Originally Posted by gman40
So, while we're on the subject of signals being passed down, what would the structure be for professional sports? Meaning, as example, the NFL is shooting the football game with their own cameras, it goes to their own trucks, where does that broadcast have to go to before it reaches the local stations that plan to show said game? Is there a source, outside of the NFL, that it must pass through first? Or, does it go directly from the NFL to the broadcast stations? Or, does it go from one broadcast station and then passed down to another? What I'm trying to ask is, let's say the Washington D.C. FOX station would be the main FOX station to show Redskins games. Would the FOX station in Richmond or Roanoke get their broadcast of the NFL game from the D.C. station, or would they get it directly from the NFL? Would the signal have to pass through one station to the next before it arrives to Roanoke? I guess my train of thought on this question would be comparison to a WAV file being converted to MP3 converted again to MP3 and once again converted to MP3 before it reaches its final destination? Or would all stations get equal signal quality of that broadcast? I hope I'm making sense! LOL! Just trying to get a better understanding of how it works.

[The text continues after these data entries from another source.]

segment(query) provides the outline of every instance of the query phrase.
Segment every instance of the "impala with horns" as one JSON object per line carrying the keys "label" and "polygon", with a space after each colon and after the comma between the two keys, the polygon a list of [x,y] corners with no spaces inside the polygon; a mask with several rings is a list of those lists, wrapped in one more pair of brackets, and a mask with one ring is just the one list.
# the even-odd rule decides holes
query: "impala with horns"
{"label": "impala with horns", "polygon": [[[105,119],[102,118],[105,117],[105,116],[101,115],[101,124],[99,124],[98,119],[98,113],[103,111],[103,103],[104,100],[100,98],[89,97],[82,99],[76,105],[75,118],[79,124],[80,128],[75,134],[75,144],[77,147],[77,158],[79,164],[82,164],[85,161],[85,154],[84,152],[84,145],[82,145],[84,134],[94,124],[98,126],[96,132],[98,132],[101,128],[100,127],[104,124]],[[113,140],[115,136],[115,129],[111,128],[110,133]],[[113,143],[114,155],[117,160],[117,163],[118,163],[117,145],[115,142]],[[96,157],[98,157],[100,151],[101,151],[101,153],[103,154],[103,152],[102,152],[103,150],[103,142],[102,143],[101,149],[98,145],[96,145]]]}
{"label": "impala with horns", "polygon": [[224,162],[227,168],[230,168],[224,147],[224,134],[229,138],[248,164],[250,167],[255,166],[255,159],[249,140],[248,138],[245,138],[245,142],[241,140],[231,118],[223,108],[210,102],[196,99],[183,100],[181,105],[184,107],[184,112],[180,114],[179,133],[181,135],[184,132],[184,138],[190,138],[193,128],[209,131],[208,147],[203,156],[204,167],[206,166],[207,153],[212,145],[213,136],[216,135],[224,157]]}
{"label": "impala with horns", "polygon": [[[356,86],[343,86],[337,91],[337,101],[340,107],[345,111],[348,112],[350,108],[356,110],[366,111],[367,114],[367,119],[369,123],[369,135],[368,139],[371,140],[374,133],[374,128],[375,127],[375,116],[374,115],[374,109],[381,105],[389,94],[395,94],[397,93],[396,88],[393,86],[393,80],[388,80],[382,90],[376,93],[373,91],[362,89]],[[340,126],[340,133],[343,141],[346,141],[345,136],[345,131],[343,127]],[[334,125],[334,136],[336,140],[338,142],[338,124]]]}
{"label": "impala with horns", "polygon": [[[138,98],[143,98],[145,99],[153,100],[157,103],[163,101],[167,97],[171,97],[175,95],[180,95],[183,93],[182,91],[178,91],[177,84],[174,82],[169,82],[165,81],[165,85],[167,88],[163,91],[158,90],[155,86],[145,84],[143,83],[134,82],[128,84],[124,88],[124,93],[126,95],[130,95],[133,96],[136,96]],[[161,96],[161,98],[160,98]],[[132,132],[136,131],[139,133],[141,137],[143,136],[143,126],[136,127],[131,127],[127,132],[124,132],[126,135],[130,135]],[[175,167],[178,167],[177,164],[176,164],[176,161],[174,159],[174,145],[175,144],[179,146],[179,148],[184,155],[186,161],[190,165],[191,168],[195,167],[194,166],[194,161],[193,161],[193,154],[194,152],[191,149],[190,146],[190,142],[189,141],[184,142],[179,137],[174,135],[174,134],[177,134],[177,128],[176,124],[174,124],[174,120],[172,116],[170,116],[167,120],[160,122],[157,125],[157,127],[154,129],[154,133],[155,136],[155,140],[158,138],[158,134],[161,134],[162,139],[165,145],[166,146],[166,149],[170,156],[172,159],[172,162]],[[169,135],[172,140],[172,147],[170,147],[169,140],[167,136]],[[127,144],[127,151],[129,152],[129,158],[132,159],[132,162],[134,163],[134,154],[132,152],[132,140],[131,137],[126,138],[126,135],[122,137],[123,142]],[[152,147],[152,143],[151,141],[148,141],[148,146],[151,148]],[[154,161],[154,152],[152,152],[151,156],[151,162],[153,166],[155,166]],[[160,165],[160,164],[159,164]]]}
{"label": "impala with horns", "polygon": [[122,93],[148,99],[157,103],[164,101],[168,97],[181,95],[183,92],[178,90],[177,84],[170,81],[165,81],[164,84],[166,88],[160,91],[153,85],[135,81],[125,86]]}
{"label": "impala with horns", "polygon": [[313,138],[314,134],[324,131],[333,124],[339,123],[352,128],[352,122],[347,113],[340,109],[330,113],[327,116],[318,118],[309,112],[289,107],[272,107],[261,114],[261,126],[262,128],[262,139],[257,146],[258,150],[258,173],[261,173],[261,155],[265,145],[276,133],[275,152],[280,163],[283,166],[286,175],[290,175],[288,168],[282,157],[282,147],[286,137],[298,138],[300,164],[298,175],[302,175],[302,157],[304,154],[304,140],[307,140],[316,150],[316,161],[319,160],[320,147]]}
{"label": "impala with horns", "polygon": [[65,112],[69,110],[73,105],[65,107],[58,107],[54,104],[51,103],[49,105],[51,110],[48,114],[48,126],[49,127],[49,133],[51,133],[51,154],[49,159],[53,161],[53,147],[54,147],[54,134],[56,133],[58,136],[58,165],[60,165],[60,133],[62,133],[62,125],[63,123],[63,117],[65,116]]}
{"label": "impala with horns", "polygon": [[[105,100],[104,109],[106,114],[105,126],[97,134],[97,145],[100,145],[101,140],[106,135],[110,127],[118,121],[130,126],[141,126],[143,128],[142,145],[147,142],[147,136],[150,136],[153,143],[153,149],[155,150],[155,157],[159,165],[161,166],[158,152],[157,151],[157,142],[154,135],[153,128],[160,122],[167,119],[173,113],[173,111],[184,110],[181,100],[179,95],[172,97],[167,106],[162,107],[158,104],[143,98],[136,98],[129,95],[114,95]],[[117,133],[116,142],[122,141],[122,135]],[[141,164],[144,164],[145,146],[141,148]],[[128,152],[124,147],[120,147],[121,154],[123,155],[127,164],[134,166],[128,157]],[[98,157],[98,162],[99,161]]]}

The NFL does not have a "broadcast" arm like NASCAR. The networks themselves contract out services from a mobile production company. I believe the last time I heard (several years ago so this could have changed by now) it was NEP Supershooters for all the networks.
Each network provides an on site engineer who has final say on things before they are sent, usually by sat and fiber optics to the network broadcast center where it is then uplinked to the stations. Usually all the commercials during the game are also sent from the the same production truck and commercials during the half time and pre and post game are inserted at the broadcast center.
Normally during football season, production trucks are pre positioned at all the stadiums since there are so many games in such a short time period. Not counting tear down time and travel time, setup for a football takes several days so the trucks are normally left in place. The equipment is switchable and so if FOX or ESPN or ABC is doing the game, all the equipment is put in 720p mode. If the game is on CBS, NBC or NFL Network, the equipment is switched to 1080i. Graphics for all the networks are carried on the production trucks so depending on who is airing that game, that networks graphics are used from that truck.
NASCAR on the other hand has their own truck that they move from track to track each week and feed to the network carrying the race.
College sports are handled in whatever fashion the network has with that conference. Some are handled by the conference itself (meaning they contract the production truck and the network just sends the air people staff) while other conferences will sign a deal with the network and let them worry about it.